For-profit school chain Corinthian Colleges will look to sell 85 of its U.S. campuses -- including several in Southern California -- and close a dozen more under an agreement with the U.S. Department of Education.
The announcement comes after a letter sent from the Department to the company asking for extensive information regarding placement results, attendance and grade changes went months without a full response. In June, the Department asked for more documents, including monthly updates on certain student information, including placements, according to a document from the Securities and Exchange Commission.
Corinthian Colleges’ access to Federal student aid funds were held until the Department received the information. More than 100 employees worked to gather the information, the document states.
The halt in funds hurt the business, which according to reports, has been facing the prospect of closures for months.
"We are pleased to have reached an agreement with ED that helps protect the interests of our students, employees and other stakeholders," CEO Jack Massimino said in a statement. "This agreement allows our students to continue their education and helps minimize the personal and financial issues that affect our 12,000 employees and their families.”
The chain, which includes Heald, Everest and WyoTech schools, serves about 70,000 students, according to KPCC. Everest and WyoTech schools are located throughout Southern California, including Anaheim, West Los Angeles and Reseda.
Nearly 30 campuses connected to Corinthian College have shut down all operations.
One student, who attended a Heald College in Milpitas, California, said she was furious.

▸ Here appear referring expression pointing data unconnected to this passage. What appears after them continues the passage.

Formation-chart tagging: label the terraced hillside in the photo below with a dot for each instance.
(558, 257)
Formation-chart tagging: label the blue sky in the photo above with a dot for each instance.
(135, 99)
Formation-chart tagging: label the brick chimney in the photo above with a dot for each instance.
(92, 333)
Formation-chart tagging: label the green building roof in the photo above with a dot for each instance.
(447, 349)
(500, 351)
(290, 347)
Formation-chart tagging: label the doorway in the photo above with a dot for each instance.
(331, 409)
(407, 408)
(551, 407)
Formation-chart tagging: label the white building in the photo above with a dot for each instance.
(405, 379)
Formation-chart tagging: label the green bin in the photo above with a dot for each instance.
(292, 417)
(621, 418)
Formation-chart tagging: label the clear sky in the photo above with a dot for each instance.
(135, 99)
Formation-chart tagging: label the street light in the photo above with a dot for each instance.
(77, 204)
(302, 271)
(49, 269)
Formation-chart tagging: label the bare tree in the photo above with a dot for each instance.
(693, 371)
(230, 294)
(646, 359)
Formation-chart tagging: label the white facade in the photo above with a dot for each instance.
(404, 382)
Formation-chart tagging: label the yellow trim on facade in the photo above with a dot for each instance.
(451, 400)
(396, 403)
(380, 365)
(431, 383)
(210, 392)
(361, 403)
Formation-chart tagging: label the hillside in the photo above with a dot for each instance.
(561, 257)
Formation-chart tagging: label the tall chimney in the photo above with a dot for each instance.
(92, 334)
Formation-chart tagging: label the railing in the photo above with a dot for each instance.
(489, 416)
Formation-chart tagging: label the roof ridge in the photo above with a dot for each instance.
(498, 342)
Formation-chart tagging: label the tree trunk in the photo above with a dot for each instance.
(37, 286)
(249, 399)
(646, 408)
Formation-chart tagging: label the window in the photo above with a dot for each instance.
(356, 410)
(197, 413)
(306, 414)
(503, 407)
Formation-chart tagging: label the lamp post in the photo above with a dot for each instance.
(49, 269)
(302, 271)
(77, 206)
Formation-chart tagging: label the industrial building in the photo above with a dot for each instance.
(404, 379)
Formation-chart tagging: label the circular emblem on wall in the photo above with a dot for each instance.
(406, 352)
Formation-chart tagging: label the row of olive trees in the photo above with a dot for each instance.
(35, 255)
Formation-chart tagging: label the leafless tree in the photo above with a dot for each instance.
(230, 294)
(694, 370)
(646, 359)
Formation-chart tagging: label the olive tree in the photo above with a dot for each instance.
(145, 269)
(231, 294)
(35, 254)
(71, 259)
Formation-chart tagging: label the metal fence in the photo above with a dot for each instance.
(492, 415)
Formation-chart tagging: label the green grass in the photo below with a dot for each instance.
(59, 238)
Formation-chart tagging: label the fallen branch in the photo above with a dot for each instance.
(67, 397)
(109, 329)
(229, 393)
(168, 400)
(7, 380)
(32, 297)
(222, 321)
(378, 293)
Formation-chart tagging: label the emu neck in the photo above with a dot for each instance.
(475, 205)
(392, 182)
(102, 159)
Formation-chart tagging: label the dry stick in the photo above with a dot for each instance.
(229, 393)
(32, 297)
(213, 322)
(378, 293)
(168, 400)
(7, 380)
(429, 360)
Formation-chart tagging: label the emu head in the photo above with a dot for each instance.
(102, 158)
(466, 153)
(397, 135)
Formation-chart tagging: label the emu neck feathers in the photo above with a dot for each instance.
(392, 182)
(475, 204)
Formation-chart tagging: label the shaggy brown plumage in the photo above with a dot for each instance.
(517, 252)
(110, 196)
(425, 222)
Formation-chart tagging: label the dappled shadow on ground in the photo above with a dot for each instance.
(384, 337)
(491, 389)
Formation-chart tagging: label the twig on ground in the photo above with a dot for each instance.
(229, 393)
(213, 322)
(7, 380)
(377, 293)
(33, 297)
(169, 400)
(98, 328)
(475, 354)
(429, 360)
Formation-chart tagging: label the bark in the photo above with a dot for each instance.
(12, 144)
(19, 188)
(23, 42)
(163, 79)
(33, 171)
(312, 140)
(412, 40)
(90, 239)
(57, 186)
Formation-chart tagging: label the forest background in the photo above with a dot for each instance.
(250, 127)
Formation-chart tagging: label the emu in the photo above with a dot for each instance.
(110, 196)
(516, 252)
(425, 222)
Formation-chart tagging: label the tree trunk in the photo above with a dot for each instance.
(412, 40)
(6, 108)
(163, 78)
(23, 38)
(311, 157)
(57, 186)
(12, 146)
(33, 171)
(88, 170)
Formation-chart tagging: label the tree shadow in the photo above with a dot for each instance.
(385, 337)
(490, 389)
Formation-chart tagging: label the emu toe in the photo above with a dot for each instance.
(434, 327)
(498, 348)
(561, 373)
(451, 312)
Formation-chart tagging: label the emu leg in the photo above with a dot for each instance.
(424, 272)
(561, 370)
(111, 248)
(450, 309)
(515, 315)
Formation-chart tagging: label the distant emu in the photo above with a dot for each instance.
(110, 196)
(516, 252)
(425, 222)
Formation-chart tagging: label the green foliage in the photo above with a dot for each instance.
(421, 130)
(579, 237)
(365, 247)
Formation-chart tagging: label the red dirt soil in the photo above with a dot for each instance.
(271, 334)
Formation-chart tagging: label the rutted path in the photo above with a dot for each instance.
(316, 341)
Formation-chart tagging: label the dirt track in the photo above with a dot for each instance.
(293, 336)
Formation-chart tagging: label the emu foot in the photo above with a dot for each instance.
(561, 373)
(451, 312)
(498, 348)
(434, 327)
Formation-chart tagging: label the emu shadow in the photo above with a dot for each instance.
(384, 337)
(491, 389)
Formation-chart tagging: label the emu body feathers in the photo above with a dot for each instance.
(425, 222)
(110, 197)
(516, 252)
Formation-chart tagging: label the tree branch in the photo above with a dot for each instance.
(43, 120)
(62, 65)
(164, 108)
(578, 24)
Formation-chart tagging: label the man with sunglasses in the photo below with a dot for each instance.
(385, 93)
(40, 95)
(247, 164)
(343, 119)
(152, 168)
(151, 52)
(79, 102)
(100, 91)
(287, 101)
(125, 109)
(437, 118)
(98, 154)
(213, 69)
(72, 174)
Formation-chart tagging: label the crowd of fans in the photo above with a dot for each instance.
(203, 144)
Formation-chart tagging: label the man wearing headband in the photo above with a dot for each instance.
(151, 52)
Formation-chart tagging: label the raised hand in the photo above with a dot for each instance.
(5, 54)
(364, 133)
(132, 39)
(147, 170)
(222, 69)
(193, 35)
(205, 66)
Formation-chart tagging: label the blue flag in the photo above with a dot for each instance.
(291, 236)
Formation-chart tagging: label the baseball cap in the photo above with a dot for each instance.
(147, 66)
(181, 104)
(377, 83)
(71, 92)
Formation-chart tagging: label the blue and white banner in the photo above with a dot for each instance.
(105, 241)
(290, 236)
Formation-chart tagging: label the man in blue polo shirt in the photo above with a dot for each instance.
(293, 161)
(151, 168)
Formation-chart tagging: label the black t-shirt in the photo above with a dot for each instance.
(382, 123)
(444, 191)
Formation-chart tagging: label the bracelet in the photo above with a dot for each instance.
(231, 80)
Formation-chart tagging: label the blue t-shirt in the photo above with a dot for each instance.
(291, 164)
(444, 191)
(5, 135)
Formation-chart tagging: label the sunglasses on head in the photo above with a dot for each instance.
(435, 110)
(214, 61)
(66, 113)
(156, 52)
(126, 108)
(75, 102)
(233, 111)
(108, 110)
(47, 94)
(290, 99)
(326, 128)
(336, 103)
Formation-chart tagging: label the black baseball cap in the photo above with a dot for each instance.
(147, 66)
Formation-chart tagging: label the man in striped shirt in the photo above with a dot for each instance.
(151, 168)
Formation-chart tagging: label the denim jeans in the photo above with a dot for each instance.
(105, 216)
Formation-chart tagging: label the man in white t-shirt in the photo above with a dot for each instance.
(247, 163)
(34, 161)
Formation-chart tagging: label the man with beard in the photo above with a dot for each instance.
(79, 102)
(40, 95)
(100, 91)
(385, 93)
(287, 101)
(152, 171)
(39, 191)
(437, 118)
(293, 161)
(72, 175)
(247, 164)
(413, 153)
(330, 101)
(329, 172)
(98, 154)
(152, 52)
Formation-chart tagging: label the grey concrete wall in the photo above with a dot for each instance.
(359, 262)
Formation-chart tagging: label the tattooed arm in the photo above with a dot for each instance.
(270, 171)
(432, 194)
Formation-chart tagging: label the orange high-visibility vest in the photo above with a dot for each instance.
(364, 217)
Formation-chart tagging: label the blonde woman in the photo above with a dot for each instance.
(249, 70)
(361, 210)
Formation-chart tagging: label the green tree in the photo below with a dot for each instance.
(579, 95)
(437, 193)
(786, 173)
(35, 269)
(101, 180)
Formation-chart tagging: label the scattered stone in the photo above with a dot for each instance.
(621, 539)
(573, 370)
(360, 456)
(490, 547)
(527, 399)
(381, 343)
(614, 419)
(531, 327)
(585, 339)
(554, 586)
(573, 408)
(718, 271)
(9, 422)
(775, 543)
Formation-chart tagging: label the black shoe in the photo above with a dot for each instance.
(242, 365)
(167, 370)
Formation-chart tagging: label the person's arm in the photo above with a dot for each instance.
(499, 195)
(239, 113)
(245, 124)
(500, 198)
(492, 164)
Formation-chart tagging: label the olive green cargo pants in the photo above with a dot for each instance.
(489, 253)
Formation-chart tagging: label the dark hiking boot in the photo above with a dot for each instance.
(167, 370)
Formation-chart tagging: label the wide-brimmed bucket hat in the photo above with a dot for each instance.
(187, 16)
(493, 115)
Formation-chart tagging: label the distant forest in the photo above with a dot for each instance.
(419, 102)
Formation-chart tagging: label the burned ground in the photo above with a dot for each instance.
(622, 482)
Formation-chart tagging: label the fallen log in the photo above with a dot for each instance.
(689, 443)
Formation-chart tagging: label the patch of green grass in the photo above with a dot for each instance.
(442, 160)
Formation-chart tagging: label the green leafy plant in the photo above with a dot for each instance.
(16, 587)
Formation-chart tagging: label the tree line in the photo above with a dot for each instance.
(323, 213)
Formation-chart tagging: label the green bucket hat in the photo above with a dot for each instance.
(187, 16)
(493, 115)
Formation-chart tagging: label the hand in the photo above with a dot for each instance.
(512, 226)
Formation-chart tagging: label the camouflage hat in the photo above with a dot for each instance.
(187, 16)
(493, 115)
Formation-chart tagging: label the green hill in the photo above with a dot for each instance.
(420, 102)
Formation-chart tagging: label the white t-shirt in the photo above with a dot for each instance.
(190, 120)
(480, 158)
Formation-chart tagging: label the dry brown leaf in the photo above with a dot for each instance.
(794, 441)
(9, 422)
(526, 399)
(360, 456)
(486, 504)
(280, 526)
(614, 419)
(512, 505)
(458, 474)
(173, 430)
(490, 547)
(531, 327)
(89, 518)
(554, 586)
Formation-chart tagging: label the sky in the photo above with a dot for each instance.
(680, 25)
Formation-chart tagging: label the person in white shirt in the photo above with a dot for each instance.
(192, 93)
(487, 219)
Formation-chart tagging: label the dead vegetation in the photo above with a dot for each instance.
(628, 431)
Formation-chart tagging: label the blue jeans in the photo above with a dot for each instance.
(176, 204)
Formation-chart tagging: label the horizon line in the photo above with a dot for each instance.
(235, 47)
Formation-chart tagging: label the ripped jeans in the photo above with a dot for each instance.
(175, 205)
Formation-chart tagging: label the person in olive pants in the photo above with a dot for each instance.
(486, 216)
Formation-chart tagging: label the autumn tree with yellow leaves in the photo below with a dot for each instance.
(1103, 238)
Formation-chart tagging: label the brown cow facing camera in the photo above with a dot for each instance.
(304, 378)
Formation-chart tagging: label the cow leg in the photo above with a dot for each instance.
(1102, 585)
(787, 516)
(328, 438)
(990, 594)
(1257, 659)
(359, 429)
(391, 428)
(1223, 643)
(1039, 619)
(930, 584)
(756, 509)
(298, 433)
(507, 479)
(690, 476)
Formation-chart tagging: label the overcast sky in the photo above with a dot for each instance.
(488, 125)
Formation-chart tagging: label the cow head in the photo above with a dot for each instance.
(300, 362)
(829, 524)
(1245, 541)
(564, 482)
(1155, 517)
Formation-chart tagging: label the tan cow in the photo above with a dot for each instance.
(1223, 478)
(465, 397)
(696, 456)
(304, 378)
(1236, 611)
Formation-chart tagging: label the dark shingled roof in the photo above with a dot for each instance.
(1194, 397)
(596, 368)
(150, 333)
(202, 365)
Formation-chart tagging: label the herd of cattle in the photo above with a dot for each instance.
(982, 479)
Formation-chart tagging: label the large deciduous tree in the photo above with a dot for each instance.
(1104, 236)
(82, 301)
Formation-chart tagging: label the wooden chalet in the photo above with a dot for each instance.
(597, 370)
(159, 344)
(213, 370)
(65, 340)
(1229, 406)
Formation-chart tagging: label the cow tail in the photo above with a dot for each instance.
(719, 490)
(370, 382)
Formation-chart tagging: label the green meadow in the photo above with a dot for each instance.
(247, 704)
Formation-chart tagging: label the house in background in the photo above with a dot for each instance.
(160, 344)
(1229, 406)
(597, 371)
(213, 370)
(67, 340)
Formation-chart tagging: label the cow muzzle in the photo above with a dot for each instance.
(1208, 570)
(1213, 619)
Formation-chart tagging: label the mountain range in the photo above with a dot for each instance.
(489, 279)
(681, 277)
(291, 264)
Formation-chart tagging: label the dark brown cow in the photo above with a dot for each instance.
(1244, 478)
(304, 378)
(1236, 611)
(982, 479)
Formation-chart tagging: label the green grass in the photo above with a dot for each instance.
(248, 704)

"I'm pissed to say the least because now I have all my loans that are going to come due," Kristina Laguna-Vlass said. "I'm a single mom with four kids, and I’m only working part-time because I was doing my schooling, and there’s no way I’m going to be able to cover my loans."
The company said it is working to help its 16,000 students continue their education with other schools. But Laguna-Vlass said so far, the only advice she has received is to pick up her transcript.
Corinthian Colleges campuses are slated to be sold in about six months and new student enrollment will be suspended until July 8.